Usure professionnelle et maladie d'Alzheimer

► Savoir se préserver

Tenir, mais jusqu'à quand ?

UNE COURSE DE FOND.

Des cris, des questions répétées à n’en plus finir, des comportements réactionnels qui peuvent être teintés d’agressivité ou d’une apathie désarmante, une dépendance de plus en plus marquée. Que ce soit à domicile ou en établissement, le quotidien des professionnels accompagnant des personnes souffrant de troubles neurodégénératifs de type Alzheimer s’apparente à un marathon où l’enjeu est de tenir sur la durée. Coûte que coûte. À l’heure où le secteur médico-social est à bout de souffle, la gériatrie en est la parfaite illustration.
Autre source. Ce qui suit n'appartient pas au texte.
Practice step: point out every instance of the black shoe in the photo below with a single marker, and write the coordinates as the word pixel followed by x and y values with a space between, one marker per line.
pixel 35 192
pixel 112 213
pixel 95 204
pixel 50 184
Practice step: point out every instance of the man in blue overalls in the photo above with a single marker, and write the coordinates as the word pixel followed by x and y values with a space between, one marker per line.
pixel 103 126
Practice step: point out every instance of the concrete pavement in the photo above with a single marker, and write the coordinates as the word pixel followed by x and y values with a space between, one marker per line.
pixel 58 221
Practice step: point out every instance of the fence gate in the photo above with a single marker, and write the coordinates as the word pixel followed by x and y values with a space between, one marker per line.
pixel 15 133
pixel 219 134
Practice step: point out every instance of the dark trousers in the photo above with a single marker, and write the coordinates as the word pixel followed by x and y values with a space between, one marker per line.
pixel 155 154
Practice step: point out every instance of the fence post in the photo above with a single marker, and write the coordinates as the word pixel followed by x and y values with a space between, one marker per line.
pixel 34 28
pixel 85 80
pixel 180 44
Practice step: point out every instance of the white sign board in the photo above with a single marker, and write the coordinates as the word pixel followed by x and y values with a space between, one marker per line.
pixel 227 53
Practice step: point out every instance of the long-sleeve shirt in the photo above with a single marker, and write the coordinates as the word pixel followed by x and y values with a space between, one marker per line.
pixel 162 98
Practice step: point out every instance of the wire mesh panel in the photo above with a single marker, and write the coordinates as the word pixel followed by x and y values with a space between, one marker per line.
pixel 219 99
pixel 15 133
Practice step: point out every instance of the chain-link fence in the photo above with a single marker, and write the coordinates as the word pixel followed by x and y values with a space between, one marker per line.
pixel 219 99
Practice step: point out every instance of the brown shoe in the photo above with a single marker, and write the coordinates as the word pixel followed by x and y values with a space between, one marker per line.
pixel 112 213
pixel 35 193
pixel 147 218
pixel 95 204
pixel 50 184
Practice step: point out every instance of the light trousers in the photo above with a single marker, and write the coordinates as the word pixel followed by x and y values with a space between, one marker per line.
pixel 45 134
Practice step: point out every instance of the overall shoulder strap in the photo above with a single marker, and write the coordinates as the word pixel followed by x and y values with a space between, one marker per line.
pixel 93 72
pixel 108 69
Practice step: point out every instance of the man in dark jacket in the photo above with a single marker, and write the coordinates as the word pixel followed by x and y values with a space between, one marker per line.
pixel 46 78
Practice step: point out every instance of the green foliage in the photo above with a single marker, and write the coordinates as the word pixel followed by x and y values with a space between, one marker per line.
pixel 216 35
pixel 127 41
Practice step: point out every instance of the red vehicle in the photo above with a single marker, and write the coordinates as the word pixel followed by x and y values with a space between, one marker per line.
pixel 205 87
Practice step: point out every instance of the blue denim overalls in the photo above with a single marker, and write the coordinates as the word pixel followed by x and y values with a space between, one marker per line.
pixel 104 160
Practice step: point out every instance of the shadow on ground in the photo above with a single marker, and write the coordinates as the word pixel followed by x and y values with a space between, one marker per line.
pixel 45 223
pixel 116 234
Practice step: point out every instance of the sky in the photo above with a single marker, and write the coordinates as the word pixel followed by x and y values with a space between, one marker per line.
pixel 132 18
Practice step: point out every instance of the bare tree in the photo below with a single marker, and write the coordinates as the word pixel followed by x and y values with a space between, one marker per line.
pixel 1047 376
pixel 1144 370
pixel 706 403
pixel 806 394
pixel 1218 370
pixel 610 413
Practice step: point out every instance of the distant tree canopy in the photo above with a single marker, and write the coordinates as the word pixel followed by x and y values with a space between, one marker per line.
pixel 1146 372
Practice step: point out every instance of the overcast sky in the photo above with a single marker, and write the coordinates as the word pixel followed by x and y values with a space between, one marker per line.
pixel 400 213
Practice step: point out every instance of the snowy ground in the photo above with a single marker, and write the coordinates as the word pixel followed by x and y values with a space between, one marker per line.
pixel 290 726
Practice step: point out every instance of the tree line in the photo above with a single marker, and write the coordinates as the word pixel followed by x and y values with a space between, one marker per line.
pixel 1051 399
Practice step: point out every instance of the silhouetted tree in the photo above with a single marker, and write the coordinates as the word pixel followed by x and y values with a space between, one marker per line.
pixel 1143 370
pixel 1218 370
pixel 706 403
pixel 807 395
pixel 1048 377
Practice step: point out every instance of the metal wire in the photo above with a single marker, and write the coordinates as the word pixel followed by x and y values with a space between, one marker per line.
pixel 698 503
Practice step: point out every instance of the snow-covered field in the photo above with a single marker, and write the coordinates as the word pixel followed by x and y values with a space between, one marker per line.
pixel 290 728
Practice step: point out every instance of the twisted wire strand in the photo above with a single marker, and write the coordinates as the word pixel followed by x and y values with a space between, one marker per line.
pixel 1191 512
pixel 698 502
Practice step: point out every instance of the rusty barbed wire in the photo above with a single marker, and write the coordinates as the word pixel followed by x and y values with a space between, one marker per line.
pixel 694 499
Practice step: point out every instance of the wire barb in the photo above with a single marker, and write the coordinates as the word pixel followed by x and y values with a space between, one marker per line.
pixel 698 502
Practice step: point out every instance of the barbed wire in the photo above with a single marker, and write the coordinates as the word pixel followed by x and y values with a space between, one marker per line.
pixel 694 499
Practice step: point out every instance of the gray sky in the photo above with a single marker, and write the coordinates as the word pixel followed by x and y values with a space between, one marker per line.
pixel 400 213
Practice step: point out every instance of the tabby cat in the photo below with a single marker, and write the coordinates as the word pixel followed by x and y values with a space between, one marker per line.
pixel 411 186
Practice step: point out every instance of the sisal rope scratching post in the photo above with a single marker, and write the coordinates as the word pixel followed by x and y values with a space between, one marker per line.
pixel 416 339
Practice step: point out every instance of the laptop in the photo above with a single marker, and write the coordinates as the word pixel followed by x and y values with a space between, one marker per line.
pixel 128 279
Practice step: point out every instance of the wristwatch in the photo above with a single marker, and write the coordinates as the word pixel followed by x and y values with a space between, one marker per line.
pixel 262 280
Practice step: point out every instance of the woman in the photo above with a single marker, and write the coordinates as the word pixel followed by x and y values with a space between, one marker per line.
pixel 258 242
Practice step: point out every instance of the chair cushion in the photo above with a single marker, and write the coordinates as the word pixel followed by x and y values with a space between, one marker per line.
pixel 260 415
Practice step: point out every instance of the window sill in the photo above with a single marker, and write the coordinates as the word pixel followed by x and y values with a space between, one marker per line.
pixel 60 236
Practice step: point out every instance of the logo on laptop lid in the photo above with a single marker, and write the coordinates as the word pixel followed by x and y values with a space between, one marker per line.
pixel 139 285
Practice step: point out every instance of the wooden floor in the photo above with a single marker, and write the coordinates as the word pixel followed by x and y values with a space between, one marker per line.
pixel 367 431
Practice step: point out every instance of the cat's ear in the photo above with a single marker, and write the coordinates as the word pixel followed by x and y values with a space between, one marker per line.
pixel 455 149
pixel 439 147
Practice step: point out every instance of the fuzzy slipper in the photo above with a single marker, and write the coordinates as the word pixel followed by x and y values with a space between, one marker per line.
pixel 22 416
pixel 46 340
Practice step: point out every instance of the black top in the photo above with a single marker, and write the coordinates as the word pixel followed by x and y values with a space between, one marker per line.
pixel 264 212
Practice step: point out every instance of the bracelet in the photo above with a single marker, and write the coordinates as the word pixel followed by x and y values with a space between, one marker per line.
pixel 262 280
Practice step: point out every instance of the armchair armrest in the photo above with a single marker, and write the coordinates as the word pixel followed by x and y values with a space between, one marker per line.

Si la loi de 2015 visait à qualifier le vieillissement de véritable « chance » pour la société, les bonnes intentions ont semble-t-il été oubliées en raz campagne. Les images négatives liées la perte d’autonomie l’emportent toujours autour de personnes qui ont perdu leur statut de citoyen à part entière, d’une médicalisation faite aux dépens de l’approche sociale, d’une forte proportion de professionnels en arrêt maladie, de conditions éprouvantes et de salaires bas. Même la démarche qualité – qui demande du temps et de l’énergie – se réalise au détriment des personnes vulnérables. Quel paradoxe. Dans ce contexte, comment éviter la fatigue, l’épuisement (d’ailleurs plus moral que physique) voire le burn-out ? Avec toute la bonne volonté du monde, les erreurs s’accumulent aux prix de frustrations et d’incompréhensions. Plus inquiétant, malgré la motivation et une solide formation, le travail quotidien s’avère être une expérience qui éprouve. La souffrance des soignants, car c’est bien de cela dont on parle, vient en partie de la perte de sens. Comment éprouver du plaisir si on se cramponne aux plannings imposés ? Comment réussir à garder son professionnalisme quand le temps des interventions diminue passant de 60 à 30 minutes à domicile ?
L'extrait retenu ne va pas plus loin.